Chirac et le local : boulimie, absence et recul
Une voix quelque peu dissonante est-elle possible, sans être jeté aux flammes de la pensée unique, suite au décès de Jacques Chirac ? Car, depuis jeudi soir, nous assistons à un déferlement médiatique. Retour en quatre dates sur le rapport de Jacques Chirac aux pouvoirs locaux.
1977. Président de deux conseils généraux en même temps. Mais oui c’est possible ! Élu président du conseil général de la Correze en 1970, son accession à la mairie de Paris en 1977 le fait aussi de facto et de jure devenir président du conseil de Paris, au titre des compétences de Paris département. Certes, on objectera que le préfet était à l’époque l’exécutif du département. Mais on imagine toutefois difficilement les membres du corps préfectoral ergoter sur l’étoile montante de la France pompidolienne, qui fut même un temps ministre de l’intérieur, et qui faisait pleuvoir les subventions étatiques sur le plateau de Millevaches et ses apanages.
1981. Zéro intervention au Parlement durant les débats sur la décentralisation. Les archives de l’Assemblée nationale sont claires et … sévères pour le futur président de la République. Un zéro pointé pour le chef de l’opposition donc, en terme du nombre d’interventions dans les débats de l’été 1981 sur les pouvoirs locaux.

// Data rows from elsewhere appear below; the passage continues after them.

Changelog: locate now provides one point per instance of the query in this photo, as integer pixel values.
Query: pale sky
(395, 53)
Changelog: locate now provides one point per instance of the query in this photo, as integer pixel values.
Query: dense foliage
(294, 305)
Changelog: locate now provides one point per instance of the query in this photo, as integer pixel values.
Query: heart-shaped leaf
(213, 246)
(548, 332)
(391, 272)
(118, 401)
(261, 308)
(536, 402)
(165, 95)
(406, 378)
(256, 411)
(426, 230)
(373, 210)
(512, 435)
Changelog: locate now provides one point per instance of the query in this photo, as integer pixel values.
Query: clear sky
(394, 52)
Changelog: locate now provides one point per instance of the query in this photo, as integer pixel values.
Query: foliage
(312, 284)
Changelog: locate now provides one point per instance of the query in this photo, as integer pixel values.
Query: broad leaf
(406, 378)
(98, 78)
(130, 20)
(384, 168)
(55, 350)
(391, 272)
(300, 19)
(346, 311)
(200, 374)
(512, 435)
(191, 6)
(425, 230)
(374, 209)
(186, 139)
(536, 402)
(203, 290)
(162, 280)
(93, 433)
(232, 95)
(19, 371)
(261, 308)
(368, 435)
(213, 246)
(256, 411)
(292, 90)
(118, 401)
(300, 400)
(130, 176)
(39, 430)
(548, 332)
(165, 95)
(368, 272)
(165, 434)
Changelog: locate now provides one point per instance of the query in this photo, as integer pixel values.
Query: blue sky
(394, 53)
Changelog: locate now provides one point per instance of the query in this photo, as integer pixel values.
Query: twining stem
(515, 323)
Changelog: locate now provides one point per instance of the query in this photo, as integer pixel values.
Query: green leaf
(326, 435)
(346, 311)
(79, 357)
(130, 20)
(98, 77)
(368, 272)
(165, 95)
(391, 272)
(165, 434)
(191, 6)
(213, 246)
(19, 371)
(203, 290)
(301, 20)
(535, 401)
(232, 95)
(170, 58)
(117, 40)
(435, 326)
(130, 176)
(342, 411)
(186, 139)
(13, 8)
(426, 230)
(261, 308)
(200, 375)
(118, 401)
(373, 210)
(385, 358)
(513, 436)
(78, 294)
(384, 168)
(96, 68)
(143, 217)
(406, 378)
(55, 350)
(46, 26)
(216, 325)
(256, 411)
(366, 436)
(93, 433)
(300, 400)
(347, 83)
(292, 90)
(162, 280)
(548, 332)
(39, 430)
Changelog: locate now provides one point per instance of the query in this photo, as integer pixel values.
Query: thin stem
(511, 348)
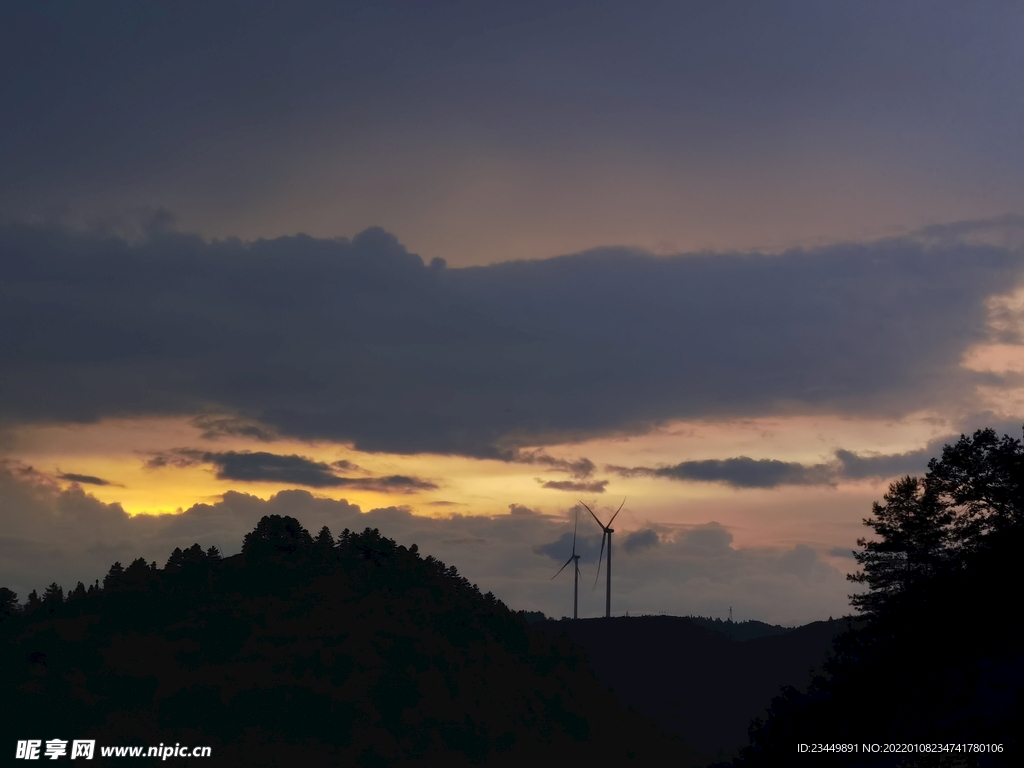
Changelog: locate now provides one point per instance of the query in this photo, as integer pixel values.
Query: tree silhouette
(913, 529)
(303, 651)
(8, 603)
(936, 655)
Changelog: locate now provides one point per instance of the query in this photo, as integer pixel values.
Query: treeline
(307, 650)
(937, 657)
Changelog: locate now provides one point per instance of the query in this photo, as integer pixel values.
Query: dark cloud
(856, 466)
(587, 546)
(580, 469)
(596, 486)
(640, 540)
(260, 466)
(85, 479)
(842, 552)
(227, 426)
(740, 472)
(743, 472)
(52, 534)
(358, 341)
(202, 97)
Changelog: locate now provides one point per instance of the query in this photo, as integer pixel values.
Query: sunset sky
(448, 268)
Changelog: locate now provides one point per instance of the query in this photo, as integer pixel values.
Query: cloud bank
(261, 466)
(48, 534)
(359, 341)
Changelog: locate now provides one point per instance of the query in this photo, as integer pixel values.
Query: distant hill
(750, 630)
(694, 681)
(308, 652)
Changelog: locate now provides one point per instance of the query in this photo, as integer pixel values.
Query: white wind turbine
(573, 558)
(607, 531)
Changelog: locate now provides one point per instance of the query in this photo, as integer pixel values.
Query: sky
(450, 269)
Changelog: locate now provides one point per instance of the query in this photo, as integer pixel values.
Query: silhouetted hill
(694, 681)
(303, 651)
(937, 663)
(740, 630)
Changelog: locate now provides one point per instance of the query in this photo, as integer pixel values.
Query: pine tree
(914, 528)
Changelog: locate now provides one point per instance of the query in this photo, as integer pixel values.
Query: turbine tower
(607, 531)
(573, 558)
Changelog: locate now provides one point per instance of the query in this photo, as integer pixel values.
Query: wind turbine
(608, 530)
(573, 558)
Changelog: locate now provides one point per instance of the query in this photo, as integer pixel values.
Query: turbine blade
(617, 511)
(562, 568)
(573, 529)
(594, 516)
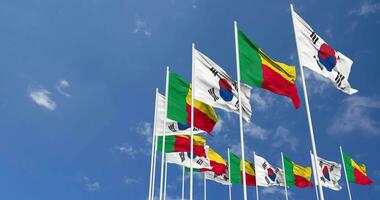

Surprenant ! Ce qui ne l’empêche nullement quelques semaines plus tard de tirer à boulets rouges sur la dilution de l’État dans les territoires et… d’empocher pour son parti la victoire aux élections cantonales de mars 1982.
1988. Recul des pouvoirs locaux durant la première cohabitation. Premier ministre de 1986 à 1988, la courte majorité à l’Assemblée nationale emmenée par Jacques Chirac détricote quelque peu les pouvoirs locaux. Bon, mezza vocce tout de même car les barons de droite goûtent en même temps aux joies des pouvoirs locaux… sans les préfets dans les pattes, et avec le levier fiscal à gogo en plus.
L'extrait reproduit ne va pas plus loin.